NICE guideline CG16 covers ED attendance and cross refers to NICE guideline CG133 for longer term management. However, topic experts highlighted that NICE guideline CG133 does not address the issue of starting an intervention soon after ED attendance, which should be linked to that attendance. The scope of NICE guideline CG133 does not include specific recommendations for ED services, although the guideline is relevant to their work. There is therefore a gap in NICE guidance on the immediate follow up and transition from short to longer term care. This problem is also considered by experts to exist in the NICE Pathway on self-harm. The update and merger of NICE guidelines CG16 and CG133 will aim to address the transition between short and long-term care and review issues reported by the HSIB.
Experts also highlighted that:
There is a lack of clarity about which services should be involved in each part of the pathway. The responsibility between services is poorly set out. The guidelines could be restructured by linking the recommendations to the location of service delivery – ED, general hospital (liaison) services, secondary mental health, and primary care.

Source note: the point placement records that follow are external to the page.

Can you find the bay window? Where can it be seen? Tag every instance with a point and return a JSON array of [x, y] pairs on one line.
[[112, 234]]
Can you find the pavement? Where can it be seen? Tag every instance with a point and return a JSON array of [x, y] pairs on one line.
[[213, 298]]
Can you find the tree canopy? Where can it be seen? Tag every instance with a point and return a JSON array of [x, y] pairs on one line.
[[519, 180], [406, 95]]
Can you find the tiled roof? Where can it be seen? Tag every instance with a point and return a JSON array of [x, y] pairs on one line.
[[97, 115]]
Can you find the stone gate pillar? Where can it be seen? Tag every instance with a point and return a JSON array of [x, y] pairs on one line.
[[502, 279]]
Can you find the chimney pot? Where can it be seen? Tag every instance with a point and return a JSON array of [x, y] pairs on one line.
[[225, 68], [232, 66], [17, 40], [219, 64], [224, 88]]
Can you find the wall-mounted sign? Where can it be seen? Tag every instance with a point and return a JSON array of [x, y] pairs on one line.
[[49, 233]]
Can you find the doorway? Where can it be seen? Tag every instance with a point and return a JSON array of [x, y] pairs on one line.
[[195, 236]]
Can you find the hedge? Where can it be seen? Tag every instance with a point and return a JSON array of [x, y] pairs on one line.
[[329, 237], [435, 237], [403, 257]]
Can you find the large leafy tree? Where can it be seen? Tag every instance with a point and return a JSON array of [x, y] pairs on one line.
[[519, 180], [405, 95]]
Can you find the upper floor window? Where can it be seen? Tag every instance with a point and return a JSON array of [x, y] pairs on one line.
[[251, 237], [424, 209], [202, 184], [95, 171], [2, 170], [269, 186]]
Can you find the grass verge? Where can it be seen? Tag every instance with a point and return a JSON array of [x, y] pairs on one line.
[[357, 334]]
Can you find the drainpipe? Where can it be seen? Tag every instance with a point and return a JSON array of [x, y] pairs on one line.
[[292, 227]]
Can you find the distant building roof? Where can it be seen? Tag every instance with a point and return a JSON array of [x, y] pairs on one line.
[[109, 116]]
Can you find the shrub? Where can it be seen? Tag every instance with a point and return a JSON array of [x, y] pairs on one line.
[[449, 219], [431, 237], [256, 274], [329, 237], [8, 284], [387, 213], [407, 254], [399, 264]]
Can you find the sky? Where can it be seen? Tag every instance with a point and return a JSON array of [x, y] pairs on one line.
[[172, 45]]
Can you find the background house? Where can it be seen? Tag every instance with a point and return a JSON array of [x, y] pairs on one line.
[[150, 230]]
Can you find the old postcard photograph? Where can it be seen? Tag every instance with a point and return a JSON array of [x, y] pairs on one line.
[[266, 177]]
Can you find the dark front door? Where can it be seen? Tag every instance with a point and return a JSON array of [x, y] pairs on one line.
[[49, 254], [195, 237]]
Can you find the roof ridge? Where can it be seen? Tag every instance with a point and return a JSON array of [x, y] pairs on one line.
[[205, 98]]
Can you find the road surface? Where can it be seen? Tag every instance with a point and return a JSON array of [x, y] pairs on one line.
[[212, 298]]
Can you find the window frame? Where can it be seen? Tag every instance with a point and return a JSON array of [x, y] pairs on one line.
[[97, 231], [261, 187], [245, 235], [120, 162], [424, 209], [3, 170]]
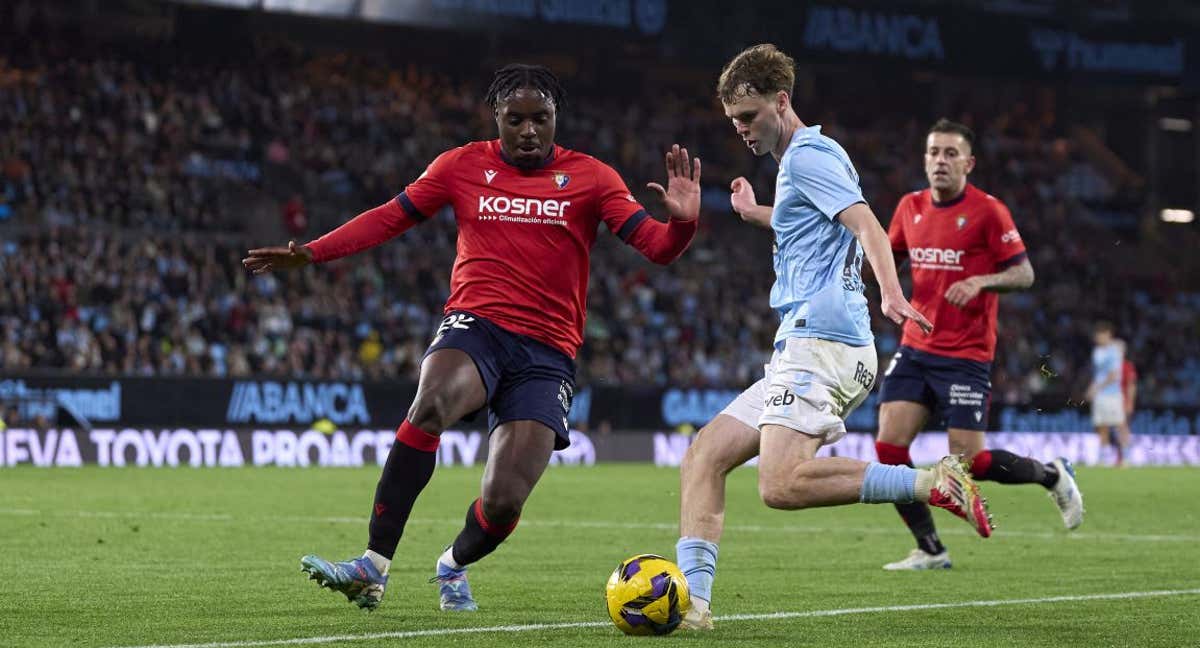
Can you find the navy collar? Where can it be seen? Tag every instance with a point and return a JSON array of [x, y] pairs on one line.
[[952, 202]]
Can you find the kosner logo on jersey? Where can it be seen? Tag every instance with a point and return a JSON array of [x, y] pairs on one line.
[[1069, 51], [937, 257], [227, 448], [270, 402], [503, 205], [91, 405]]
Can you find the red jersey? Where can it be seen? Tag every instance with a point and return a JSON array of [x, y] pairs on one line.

There is a need for fewer but clearer research recommendations, including health services research to cover assessment in ED and follow up care. In NICE guideline CG16, the research recommendations do not focus on the key question of managing new episodes of self-harm in ED and repeated self-harm in the absence of severe mental illness.
The combined intelligence from the HSIB investigation and previous topic expert feedback indicates a strong case for merging the 2 guidelines. This could potentially provide clearer guidance on the transition between short and long-term care, particularly ED attendance and immediate follow up. Further potential benefits are updating and rationalising the recommendations, resulting in a more concise guideline that reflects current practice. It should be noted that in the 2016 review of NICE guidelines CG16 and CG133, merging the guidelines was considered but no action was taken at the time because the guidelines were not proposed for update.